Ford CEO Alan Mulally said in the statement: “Mr. Ford had a profound impact on Ford Motor Company. The company extends its deepest sympathies to the many members of the extended Ford family at this difficult time. While we mourn Mr. Ford’s death, we also are grateful for his many contributions to the company and the auto industry.”
'Eye for styling'
Brother Benson died in 1978; Henry Ford II died in 1987; and sister Josephine Ford died in 2005.
The death of Henry II made William Sr. the family patriarch, and he would help preside over family meetings to monitor company finances.
Nick Scheele, a former Ford Motor president and former CEO of Jaguar Cars, said William Sr. was one of the key supporters of Ford's 1990 purchase of Jaguar, the British sports-car maker, and appreciated fine European design.
"You could see it in his Continental Mark II," Scheele said. "He had a great eye for styling."
In 1999, William Sr. saw his son become chairman. Two years later, directors ousted Jacques Nasser as chief executive and Bill Jr. took over. As CEO, Bill Jr. would oversee two restructuring plans. In 2006, in the midst of a company-record $12.6 billion loss, he yielded that post to Mulally, who led a turnaround that restored profits.
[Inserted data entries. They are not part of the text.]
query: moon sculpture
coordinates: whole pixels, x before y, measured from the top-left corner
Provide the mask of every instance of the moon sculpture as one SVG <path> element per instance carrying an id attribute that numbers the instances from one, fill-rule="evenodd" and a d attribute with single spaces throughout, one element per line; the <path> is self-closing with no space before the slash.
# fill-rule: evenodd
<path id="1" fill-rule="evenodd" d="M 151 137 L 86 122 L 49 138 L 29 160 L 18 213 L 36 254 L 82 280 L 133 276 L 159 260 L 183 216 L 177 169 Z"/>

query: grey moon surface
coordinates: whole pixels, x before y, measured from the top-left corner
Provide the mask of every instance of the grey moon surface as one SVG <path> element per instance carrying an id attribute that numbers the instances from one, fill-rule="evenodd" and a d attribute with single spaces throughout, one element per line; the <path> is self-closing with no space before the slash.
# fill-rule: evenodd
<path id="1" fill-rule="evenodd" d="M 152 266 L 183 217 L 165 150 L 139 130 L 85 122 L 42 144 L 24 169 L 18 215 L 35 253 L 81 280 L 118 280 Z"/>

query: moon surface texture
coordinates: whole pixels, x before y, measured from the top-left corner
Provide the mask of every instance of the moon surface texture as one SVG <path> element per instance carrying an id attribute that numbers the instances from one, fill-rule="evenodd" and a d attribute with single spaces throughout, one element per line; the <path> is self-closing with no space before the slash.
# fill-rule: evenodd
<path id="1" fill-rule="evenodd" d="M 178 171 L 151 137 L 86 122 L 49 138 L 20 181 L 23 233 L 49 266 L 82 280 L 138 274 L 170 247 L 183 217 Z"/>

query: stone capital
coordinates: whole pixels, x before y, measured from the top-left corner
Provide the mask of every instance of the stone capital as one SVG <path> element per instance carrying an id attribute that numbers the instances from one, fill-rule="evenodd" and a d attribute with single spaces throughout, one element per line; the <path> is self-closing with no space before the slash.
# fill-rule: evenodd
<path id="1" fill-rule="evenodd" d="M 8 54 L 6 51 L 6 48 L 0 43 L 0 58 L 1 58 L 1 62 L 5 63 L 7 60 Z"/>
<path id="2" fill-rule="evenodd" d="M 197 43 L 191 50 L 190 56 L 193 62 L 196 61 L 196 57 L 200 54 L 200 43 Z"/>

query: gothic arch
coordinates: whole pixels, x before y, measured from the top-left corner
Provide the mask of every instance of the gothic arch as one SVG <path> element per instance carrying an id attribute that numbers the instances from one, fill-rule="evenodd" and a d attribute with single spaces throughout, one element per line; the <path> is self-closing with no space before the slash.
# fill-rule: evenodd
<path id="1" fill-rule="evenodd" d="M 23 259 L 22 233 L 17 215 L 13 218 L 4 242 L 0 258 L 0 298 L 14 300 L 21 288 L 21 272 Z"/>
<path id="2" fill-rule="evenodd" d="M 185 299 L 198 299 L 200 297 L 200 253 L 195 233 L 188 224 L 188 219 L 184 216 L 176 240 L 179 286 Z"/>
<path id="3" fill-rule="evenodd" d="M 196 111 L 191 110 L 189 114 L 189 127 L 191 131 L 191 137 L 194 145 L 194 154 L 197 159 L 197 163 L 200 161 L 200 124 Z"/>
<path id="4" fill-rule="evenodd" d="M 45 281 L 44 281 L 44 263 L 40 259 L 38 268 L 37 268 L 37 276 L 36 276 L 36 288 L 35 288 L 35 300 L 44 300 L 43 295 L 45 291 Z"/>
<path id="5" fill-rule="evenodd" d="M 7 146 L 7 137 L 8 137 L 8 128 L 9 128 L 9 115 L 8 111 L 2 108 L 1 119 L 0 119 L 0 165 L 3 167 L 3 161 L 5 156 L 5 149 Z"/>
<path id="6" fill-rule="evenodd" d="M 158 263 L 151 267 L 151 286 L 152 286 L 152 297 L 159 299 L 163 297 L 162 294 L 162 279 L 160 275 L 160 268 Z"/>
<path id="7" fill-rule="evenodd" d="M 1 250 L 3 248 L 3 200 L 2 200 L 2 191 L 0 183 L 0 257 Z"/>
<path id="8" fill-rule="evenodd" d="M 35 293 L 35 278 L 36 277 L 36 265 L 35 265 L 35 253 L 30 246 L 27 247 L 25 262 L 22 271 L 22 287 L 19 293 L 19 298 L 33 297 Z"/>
William Sr. shunned the spotlight, but at times talked about his grandfather giving him his first driving lesson at age 10 -- they were going 70 miles per hour with young William in Henry's lap when a policeman stopped them.
As head of the Continental Division from 1954-56, William Clay Ford led development of the 1956 Continental Mark II, successor to the classic Lincoln Continental developed under the direction of his father, Edsel Ford.
He rarely spoke publicly but was reflective during celebrations marking the company's centennial in 2003.
At the company's annual shareholder meeting that year, he told stories about his grandfather teaching him to drive at age 10, and of being taken for his first airplane ride in a Ford Tri-Motor by Charles Lindbergh.
"I just want you to know that we have tremendous pride in the Ford name," he told Ford shareholders at the meeting. "We have a spirit of working together, and we have a passion for cars. And we also have a great desire to see the Ford name in the forefront of world transportation."
Funeral services will be held privately. He would have marked his 89th birthday on Friday, March 14.
In lieu of flowers, contributions may be sent in the name of William Clay Ford to the Henry Ford Museum at 20900 Oakwood Blvd., Dearborn, MI 48124 or to Dr. Scott Dulchavsky’s Innovation Institute at Henry Ford Health System, 2799 W. Grand Blvd., Detroit, MI 48045.
Ford said company locations in the United States will lower their American and Ford flags to half-staff for a 30-day period.
Bloomberg and Reuters contributed to this report.